『フォロウイング / FOLLOWING』(1998)

フォロウィングCHRISTOPHER NORAN 2-TITLE BOX メメント コレクターズ・セット

    • 続いて、クリストファー・ノーラン監督のデビュー作。こちらは本当に低予算というか、ほぼ0に近いらしい。モノクロ映画で、制作・監督・脚本・編集・撮影を兼務し、友人たちと一年がかりで撮影したものだ。
    • 作家志望の青年ビル(ジェレミー・セオボルド 壇臣幸)には、街で通りすがりの人々を尾行する悪癖があった。その日も、ある男の跡を尾けていたが、逆に気づかれてしまう。コッブ(アレックス・ハウ 井上和彦)と名乗るその男も他人の家へ不法侵入しては、覗き見を繰り返すことを生き甲斐にしていたのだった。ふたりは共に侵入行為を繰り返すようになる。
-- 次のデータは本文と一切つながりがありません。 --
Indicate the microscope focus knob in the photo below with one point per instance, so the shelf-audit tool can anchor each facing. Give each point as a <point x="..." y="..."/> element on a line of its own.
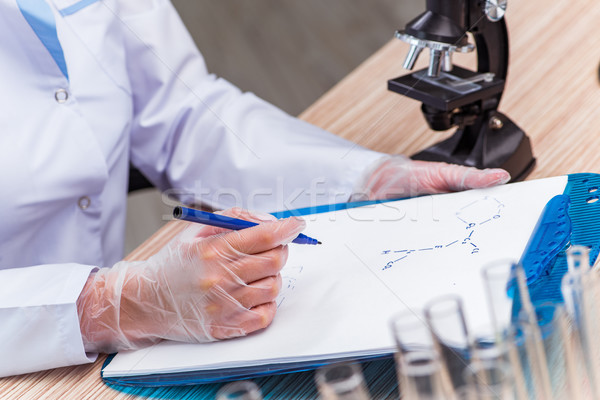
<point x="495" y="9"/>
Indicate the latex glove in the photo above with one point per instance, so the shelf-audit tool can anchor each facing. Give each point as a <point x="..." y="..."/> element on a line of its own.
<point x="199" y="288"/>
<point x="400" y="177"/>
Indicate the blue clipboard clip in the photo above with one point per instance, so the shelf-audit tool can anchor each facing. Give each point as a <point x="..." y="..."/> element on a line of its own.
<point x="552" y="235"/>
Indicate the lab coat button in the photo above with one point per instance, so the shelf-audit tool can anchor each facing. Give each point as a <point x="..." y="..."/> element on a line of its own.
<point x="61" y="95"/>
<point x="84" y="202"/>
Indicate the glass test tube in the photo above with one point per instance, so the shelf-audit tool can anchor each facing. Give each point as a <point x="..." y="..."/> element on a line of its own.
<point x="421" y="373"/>
<point x="341" y="381"/>
<point x="488" y="380"/>
<point x="580" y="293"/>
<point x="239" y="390"/>
<point x="550" y="322"/>
<point x="502" y="290"/>
<point x="446" y="319"/>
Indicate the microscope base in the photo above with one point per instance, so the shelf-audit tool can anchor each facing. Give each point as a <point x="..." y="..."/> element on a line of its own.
<point x="507" y="147"/>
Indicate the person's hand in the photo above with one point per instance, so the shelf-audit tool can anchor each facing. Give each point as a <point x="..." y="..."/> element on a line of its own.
<point x="209" y="284"/>
<point x="400" y="177"/>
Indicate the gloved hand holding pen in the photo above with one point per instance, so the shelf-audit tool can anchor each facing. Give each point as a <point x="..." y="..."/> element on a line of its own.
<point x="400" y="177"/>
<point x="214" y="285"/>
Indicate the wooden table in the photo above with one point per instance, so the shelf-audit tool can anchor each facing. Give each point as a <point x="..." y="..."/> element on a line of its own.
<point x="552" y="94"/>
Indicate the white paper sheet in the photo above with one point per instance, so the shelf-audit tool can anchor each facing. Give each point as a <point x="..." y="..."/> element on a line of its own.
<point x="337" y="298"/>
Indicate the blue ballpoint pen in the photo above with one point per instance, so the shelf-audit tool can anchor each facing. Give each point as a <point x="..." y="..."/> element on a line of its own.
<point x="222" y="221"/>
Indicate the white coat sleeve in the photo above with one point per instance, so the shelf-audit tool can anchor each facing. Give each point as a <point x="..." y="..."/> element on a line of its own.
<point x="38" y="313"/>
<point x="217" y="145"/>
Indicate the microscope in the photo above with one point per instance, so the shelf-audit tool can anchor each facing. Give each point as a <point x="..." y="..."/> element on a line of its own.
<point x="453" y="96"/>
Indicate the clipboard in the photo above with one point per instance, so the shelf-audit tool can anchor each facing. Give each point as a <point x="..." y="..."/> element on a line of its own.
<point x="572" y="217"/>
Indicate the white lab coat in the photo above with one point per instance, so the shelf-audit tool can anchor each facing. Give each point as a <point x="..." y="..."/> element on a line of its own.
<point x="138" y="90"/>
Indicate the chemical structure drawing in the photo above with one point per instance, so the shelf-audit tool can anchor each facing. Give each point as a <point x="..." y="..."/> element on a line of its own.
<point x="289" y="279"/>
<point x="471" y="217"/>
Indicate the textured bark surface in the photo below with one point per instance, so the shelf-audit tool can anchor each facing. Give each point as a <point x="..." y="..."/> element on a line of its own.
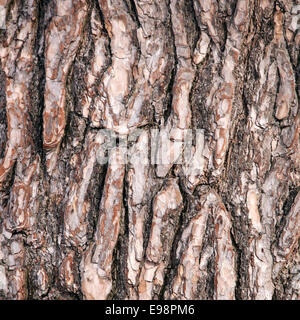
<point x="72" y="227"/>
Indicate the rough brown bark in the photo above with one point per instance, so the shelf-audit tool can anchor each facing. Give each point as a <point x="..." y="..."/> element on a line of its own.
<point x="72" y="227"/>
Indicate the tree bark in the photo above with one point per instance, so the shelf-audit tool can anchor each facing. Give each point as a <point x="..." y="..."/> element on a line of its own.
<point x="221" y="223"/>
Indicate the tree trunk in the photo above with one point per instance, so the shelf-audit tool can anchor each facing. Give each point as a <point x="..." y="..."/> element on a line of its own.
<point x="101" y="197"/>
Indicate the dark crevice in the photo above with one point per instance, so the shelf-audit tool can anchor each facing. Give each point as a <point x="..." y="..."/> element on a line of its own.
<point x="169" y="92"/>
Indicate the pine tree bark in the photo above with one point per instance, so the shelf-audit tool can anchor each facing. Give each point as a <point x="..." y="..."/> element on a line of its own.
<point x="72" y="227"/>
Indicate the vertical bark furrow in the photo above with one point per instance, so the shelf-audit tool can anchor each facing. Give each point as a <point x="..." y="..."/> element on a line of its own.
<point x="191" y="191"/>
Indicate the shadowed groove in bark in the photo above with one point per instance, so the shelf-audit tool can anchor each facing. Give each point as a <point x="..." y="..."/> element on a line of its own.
<point x="231" y="73"/>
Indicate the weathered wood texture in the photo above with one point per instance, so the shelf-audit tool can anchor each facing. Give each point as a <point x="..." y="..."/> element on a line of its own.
<point x="72" y="227"/>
ビルはある家の写真で見かけた金髪の女(ルーシー・ラッセル 石塚理恵)に興味を抱き、女の跡を尾け、ついには接触を試みるのだが……
    • 原題はそのまま「尾行」。70分と短いが、いくつかの流れ、シークエンスが断片的に挿入されてゆき、時系列がいじくられている凝った作り。2作目は逆回転であったがほぼ直線的であったものの、こちらはちょっと流れが複雑であり、もっとフィルムノワールを意識した作りであるらしい。モノクロで観にくいため疲れるが、贅肉を切り落としたような短編、監督の原点を知る意味ではなかなか興味深い作品であった。だが、『メメント』を楽しみためにも、そちらの観賞後に本作を観た方がいいとは思える。二度以上観られる作品を心がけているクリストファー・ノーランらしい、仕掛けのある映画だ。